Surely not. And yet, she can’t deny it would necessarily rob them of some meaning, at least.
Slowly, almost unwillingly, she begins to walk across the bridge. Butterflies rise in her stomach as she passes the furthest point she’s ever reached, and keeps going into the veil of branches and leaves that hide the other side of the bridge from sight.
It is longer than she’d realized. There is a curve in the bridge, as she suspected. As she walks, she thinks she can feel the bridge start to wobble under her feet. A few yards further, and it starts creaking ominously.
Finally, she sees the other side of the bridge, where the wooden planks meet land again. Only they don’t. The bridge is broken, and stops short about three feet from the land.
Obviously, it will be necessary to turn back at this point. But she has come so far. Now that she is out here, she doesn’t want to turn back. Suppose she can jump the gap? She doesn’t have a great deal of experience in jumping over things. But surely that distance is doable.
The boards immediately in front of the gap are not very stable, and they creak and sag as she edges her way closer to the gap. But finally she gets close enough and flings herself onto solid earth. She stumbles but catches herself.
There, she has done it. She looks around. It is, in all honesty, not that much different from the forest on the other side of the bridge, albeit the undergrowth grows thick and exuberant here.
There is something of a path, though the forest has begun to retake it. Obviously since the bridge is broken, it must have been a long time since anyone had travelled this path. She finds a strange satisfaction in that. The path belongs to her. And anyone else with the guts to jump the gap, but there can’t be many others.
Actually, she is a bit worried about getting back. She knows she can make the jump now, but she will have to land on those creaky planks, instead of the solid hillside. That can wait, now that she is finally here, she has to fully take in the moment.
She walks down the overgrown path, noticing flowers and birdsong and the way the light falls through the leaves. A hummingbird flits through the woods. These are rare in her region. She’s only seen one once before, and to see one now feels like a reward for finally making the crossing.
As she walks, though, anxiety about getting back pools in her stomach. Soon, perhaps too soon, she feels she has to return to her side of the bridge just to be sure she can.
The bare planks stretching out towards her feel mocking rather than reassuring. She looks down into the gap uncertainly. The slope of the hillside and thick branches make it difficult to judge how bad a fall might be. It isn’t a tremendous distance, at least not until past the point where she is likely to fall. But it would almost certainly be more than the maximum jarring hop one might undertake voluntarily.
But jump she must, whether she is bound to fall or not. There might have been some controversy about whether crossing the bridge was strictly necessary, but getting back is certainly mandatory.
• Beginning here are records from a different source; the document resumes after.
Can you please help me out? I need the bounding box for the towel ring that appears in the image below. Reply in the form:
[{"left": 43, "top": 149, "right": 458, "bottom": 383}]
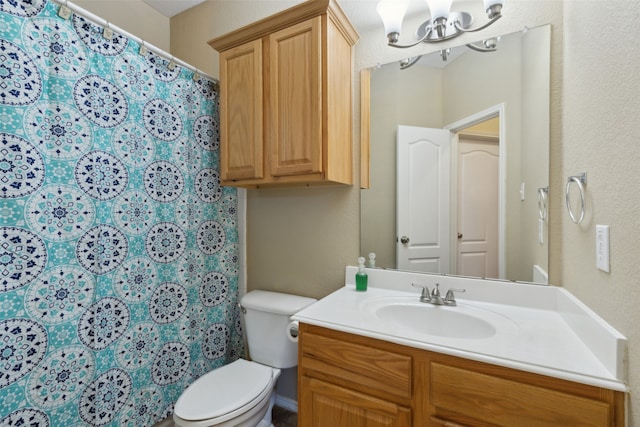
[
  {"left": 538, "top": 187, "right": 549, "bottom": 221},
  {"left": 565, "top": 172, "right": 587, "bottom": 224}
]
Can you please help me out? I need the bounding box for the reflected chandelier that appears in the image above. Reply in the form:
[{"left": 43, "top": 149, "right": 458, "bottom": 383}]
[{"left": 376, "top": 0, "right": 503, "bottom": 48}]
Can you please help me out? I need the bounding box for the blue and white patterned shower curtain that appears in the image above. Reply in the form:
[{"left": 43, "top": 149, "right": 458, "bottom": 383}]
[{"left": 0, "top": 0, "right": 243, "bottom": 427}]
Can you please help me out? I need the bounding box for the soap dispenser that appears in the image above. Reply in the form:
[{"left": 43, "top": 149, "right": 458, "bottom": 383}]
[{"left": 356, "top": 257, "right": 368, "bottom": 291}]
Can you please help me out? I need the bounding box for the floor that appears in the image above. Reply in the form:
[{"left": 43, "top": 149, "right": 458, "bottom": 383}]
[
  {"left": 272, "top": 406, "right": 298, "bottom": 427},
  {"left": 153, "top": 406, "right": 298, "bottom": 427}
]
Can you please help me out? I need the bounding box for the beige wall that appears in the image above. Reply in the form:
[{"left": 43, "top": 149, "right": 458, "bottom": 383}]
[
  {"left": 551, "top": 1, "right": 640, "bottom": 426},
  {"left": 171, "top": 0, "right": 640, "bottom": 425},
  {"left": 73, "top": 0, "right": 171, "bottom": 52}
]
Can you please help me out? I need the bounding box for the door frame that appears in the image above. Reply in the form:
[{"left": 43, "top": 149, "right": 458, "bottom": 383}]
[{"left": 443, "top": 103, "right": 507, "bottom": 279}]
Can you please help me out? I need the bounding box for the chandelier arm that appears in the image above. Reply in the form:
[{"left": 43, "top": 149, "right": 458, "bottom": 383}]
[
  {"left": 453, "top": 14, "right": 502, "bottom": 33},
  {"left": 466, "top": 43, "right": 498, "bottom": 52},
  {"left": 400, "top": 55, "right": 422, "bottom": 70},
  {"left": 387, "top": 27, "right": 433, "bottom": 49}
]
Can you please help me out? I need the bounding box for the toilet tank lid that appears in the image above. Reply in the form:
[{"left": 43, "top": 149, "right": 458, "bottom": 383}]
[{"left": 240, "top": 290, "right": 317, "bottom": 316}]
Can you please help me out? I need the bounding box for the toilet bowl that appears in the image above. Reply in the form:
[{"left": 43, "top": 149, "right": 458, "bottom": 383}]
[
  {"left": 173, "top": 291, "right": 316, "bottom": 427},
  {"left": 173, "top": 359, "right": 280, "bottom": 427}
]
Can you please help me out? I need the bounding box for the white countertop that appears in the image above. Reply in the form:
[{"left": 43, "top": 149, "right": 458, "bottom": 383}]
[{"left": 292, "top": 267, "right": 627, "bottom": 391}]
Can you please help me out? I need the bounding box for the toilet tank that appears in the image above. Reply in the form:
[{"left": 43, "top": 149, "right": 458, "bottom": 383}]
[{"left": 240, "top": 290, "right": 316, "bottom": 369}]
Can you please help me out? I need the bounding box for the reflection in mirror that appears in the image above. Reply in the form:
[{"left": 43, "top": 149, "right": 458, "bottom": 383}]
[{"left": 360, "top": 25, "right": 550, "bottom": 283}]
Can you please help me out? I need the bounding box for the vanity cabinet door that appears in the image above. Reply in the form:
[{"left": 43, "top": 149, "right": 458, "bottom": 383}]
[
  {"left": 430, "top": 358, "right": 621, "bottom": 427},
  {"left": 298, "top": 377, "right": 411, "bottom": 427}
]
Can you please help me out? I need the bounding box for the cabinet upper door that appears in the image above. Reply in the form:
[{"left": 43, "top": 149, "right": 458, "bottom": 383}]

She gathers herself, takes a running start, and jumps. Her foot strikes a plank; it bent but seems to hold, but her other foot strikes an unstable plank that twists underfoot and she looses her balance. She falls, crashes through branches, hits the ground hard and rolls downhill into the creek.
Wet, muddy and stunned, she sits up. Her jeans are torn and her leg badly scraped, but on the whole, she is unharmed. She sits in the creek for a few moments while her mind catches up with her predicament. The cool water feels good on her bruises, but the water makes her clothes heavy and uncomfortable.
She stands up on shaky legs and begins to slog through the creek towards her side of the bridge. At this point, she has to concede that she’d never been meant to cross the bridge, though it was conceivable she might think differently later.